Anyone know anything about free products? Hatcher says that you can't have a free product including the same group twice back to back since then you have, e.g. g_1g_2 which just reduced to some g_3 but apparently Z*Z is a perfectly fine free product and I don't know how to reconcile this.

So I'm in Calc BC and I'm finding it fun and easy, while most other people in the class struggling to various degrees. Definitely pursuing a math degree when I start college

Warning: most math is nothing like your basic calc classes. [editline]27th September 2013[/editline] Take, for example, my girlfriend: she was good at and enjoyed calc, but she's a math major now and doesn't really like it. [editline]27th September 2013[/editline] That moment when you come across the theorem in the textbook that makes the proof you're stuck on obvious. [I]justmathythings[/I]

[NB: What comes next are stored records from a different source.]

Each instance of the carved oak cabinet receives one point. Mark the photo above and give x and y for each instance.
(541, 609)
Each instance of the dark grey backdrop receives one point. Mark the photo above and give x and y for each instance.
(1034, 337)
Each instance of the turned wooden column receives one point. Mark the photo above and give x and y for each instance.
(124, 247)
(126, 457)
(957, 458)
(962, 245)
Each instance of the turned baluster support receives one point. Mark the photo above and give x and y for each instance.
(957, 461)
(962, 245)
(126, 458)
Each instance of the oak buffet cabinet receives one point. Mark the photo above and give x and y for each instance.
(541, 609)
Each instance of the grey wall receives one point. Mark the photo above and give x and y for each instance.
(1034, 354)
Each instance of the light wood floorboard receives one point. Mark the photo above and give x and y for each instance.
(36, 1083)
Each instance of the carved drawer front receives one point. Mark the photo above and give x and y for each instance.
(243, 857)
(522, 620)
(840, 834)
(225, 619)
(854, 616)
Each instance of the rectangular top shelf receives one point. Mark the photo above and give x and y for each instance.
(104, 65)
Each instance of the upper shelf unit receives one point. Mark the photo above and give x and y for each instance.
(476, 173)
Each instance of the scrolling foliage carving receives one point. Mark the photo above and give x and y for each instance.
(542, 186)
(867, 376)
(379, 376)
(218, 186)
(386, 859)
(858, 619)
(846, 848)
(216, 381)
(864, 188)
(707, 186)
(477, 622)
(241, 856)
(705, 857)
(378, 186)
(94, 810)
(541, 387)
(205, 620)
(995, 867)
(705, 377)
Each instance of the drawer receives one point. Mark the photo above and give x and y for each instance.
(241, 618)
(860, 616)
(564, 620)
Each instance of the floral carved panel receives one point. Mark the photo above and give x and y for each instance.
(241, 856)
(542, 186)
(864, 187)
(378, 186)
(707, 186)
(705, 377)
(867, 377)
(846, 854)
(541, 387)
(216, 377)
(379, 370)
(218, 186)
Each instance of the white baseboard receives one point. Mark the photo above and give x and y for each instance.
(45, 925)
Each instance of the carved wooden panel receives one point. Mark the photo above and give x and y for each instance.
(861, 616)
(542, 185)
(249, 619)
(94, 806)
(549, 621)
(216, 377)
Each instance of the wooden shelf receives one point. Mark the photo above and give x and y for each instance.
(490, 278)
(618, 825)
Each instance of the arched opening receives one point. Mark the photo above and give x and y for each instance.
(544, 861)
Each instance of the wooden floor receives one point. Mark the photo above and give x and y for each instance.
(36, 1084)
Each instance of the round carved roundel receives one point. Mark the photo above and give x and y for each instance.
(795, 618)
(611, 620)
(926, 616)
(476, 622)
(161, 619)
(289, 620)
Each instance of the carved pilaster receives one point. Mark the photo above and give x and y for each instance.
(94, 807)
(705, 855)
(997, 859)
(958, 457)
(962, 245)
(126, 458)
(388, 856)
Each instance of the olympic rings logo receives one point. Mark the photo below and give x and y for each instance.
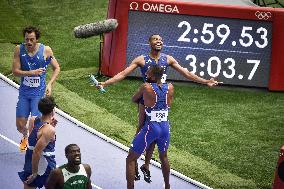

[QUOTE=JohnnyMo1;42321481]Anyone know anything about free products? Hatcher says that you can't have a free product including the same group twice back to back since then you have, e.g. g_1g_2 which just reduced to some g_3 but apparently Z*Z is a perfectly fine free product and I don't know how to reconcile this.[/QUOTE] Weird, let me know when you figure it out.

[QUOTE=JohnnyMo1;42321481]Anyone know anything about free products? Hatcher says that you can't have a free product including the same group twice back to back since then you have, e.g. g_1g_2 which just reduced to some g_3 but apparently Z*Z is a perfectly fine free product and I don't know how to reconcile this.[/QUOTE] I [i]think[/i] what it must mean is that you have to distinguish the elements of each group somehow. When you form a free product, you create 'words' of elements in either group, and reduce them according to the laws in each group (or equivalently alternating non-identity elements of the two groups) But if you can't distinguish the elements - say both copies of Z have, in some sense, the 'same' numbers, you would just reduce each word down to a single number, so the free product would just be Z again which doesn't make sense. It's a pretty stupid distinction, since you'd usually not try and do something like that, however it becomes even more important when you're trying to do free products with amalgamations, you need to make sure you reduce the right elements down.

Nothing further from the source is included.